To run this, you need the following file: demo_varem (Just the variational EM). Inside, you’ll find two .mat files with the preprocessed Enron dataset. You’ll also find three scripts: “demo_synthetic.m”, “demo_enron_subject.m” and “demo_enron_day.m”, which exemplify how to call all the other functions. Run either of these, for results with synthetic data or the Enron data, organized by subject line or by day, respectively. Additionally, you should download and install the lightspeed toolbox for MATLAB from Tom Minka’s page, because of the “logsumexp” function and other improvements: lightspeed toolbox.

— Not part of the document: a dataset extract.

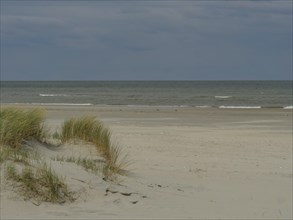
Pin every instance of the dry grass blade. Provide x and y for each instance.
(18, 125)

With the synthetic example, you can set the parameters by editing “demo_synthetic.m”. You shouldn’t decrease the number of observations much lower than n=200, unless the dimensionality p is low. You can crank up p as far as your memory will allow. In a laptop with 2 GB RAM, if you keep the MC sample size down at m=1000 and set, say, n=200, you should be able to go as far as p=20,000. The Enron example, organized by day, has p=75,511.
If you intend to run the comparison with the OCSVM algorithm, you’ll need to use the file: demo_ocsvm (Variational EM vs. OCSVM) and also download and install the libsvm toolbox for MATLAB, by Chih-Chung Chang and Chih-Jen Lin: libsvm toolbox. Tip: to get libsvm working on some platforms, you may need to edit “make.m” and replace all references to .obj with .o instead. For comparing with L1O-kNNG, we have included a (probably rather crude) implementation: l1o_knng (Variational EM vs. L1O-kNNG). Extract all the demo_*.zip files to the same directory. Remember to add the toolbox locations to your MATLAB path. Then, run “demo_ocsvm.m” or “demo_l1o_knng.m”. Optionally, you can also just edit “demo_synthetic.m” to set parameters and to mix and match methods for comparison (simply set the corresponding run_* variables equal to one, in the “Initialization” section of the code) and then run the edited “demo_synthetic.m”.